Commentary

Marketers Looking For 'Signals' -- Which AcuityAds Hopes To Provide

More companies are looking for “signals” that can give them more information about their target customers’ attitudes, behaviors, and proclivities to purchase something. These signals can be predictive of behavior in the moment and in the future.

AcuityAds is a company that aims to help advertisers connect with audiences across mobile, video, social, and display platforms. Last month, the company acquired 140 Proof, a social media and mobile targeting company, to help it focus on interest-targeting, which AcuityAds hopes the $20 million all cash deal will beef up its programmatic marketing platform.  

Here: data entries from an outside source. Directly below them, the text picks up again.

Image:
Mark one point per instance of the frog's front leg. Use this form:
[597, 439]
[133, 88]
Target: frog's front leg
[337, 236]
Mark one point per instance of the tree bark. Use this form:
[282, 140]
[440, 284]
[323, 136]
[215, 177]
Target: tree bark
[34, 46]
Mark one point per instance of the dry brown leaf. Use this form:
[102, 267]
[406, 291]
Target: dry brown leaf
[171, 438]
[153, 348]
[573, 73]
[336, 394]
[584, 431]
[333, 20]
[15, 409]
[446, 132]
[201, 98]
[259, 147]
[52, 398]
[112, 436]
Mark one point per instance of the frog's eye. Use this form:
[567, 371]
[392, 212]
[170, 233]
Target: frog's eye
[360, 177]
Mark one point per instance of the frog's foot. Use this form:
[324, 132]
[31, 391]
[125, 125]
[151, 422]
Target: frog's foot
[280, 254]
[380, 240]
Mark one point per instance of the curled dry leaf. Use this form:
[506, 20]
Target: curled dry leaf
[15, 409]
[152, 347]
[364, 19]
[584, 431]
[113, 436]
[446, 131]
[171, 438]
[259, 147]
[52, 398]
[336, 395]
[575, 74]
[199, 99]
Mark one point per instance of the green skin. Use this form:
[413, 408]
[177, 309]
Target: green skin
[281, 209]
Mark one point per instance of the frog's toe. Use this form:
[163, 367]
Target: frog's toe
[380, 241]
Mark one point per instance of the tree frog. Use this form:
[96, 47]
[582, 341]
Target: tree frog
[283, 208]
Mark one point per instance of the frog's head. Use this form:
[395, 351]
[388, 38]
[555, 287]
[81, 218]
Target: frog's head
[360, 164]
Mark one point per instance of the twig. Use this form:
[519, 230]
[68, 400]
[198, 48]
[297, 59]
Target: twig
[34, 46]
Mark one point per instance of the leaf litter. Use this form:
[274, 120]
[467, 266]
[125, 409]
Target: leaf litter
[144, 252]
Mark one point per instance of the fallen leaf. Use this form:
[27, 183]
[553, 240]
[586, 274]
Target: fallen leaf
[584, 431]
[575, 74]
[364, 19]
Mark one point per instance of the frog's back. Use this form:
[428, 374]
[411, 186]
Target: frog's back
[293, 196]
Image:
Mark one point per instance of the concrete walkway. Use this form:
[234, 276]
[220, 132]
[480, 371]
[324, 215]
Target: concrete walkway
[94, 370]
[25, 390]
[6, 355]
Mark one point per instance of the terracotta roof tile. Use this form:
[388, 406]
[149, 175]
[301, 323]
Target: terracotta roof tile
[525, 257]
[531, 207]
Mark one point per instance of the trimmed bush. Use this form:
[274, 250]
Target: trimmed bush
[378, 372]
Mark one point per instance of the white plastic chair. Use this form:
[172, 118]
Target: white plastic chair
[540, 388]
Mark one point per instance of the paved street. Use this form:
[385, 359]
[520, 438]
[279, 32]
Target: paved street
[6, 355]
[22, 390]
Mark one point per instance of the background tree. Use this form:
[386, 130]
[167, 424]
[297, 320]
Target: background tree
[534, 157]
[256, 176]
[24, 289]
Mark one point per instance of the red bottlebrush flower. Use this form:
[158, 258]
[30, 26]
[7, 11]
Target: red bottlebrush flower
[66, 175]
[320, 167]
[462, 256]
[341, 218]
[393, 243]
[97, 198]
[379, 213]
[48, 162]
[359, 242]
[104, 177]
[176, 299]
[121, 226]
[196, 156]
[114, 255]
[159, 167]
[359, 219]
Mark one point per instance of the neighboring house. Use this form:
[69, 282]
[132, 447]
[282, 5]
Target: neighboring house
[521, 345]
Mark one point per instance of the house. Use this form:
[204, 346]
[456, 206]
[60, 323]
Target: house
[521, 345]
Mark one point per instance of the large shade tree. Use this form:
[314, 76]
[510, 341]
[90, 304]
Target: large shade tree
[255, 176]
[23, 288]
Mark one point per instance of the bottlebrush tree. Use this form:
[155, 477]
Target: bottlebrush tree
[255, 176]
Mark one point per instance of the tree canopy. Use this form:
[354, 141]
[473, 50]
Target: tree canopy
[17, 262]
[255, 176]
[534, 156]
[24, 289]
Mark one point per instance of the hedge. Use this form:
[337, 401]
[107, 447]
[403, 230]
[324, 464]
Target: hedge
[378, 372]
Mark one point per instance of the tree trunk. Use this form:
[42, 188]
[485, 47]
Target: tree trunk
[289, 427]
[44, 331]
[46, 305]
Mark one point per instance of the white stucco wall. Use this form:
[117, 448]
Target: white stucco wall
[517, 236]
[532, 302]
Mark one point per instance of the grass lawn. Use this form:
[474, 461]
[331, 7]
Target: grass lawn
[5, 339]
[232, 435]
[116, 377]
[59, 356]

This ties into the “signals” referred to earlier. The firm says it’s capable of analyzing more than 20 billion interest signals from a universe of over 700 million public social profiles. It then models and sells custom audience profiles and ad targeting to brands. This signals-based approach is what attracted AcuityAds to 140 Proof. Essentially, 140 Proof collects data from many sources and targets relevant ads based on consumers’ social activity across social media.

AcuityAds sees 140 Proof as a complementary offering to its programmatic platform because its adds important social and mobile signals.  Acuity, which went public in 2014, was EBIDTA positive in the last quarter—it’s hoping to get to full profitability in the next few quarters, according to Renzo Dipasquale, VP of enterprise and self-serve. The company, which considers itself in the same competitive set as Google, MediaMath, Rocket Fuel, and The Trade Desk, launched in Europe with a self-service offering at the end of June.

Acuity has three service offerings: 1) A managed service, which comprises around 50% of revenues and is used by roughly 100 partners -- mostly agencies, some brands, and tech partners. 2)A self-service model, which means customers run the technology themselves, with training and support from Acuity. 3)A hybrid model, which is for any size business that wants to take its ad tech stack in-house but isn’t quite ready for programmatic. “We work with brands to embrace programmatic and offer them a campaign and an account manager from the self-service team,” Dipasquale said.

He noted that most most marketers don’t have time to do all the media and optimization themselves. The hybrid offering launched earlier this year. Dipasquale noted that even for large enterprises, it can take six to eight weeks of hands-on training, analyzing reports, and results to get a handle on the system. The industry's pain points continue to be transparency, from a cost perspective, and fraud: “Senior marketers want to know where their ads ran and what did they cost,” Dipasquale said.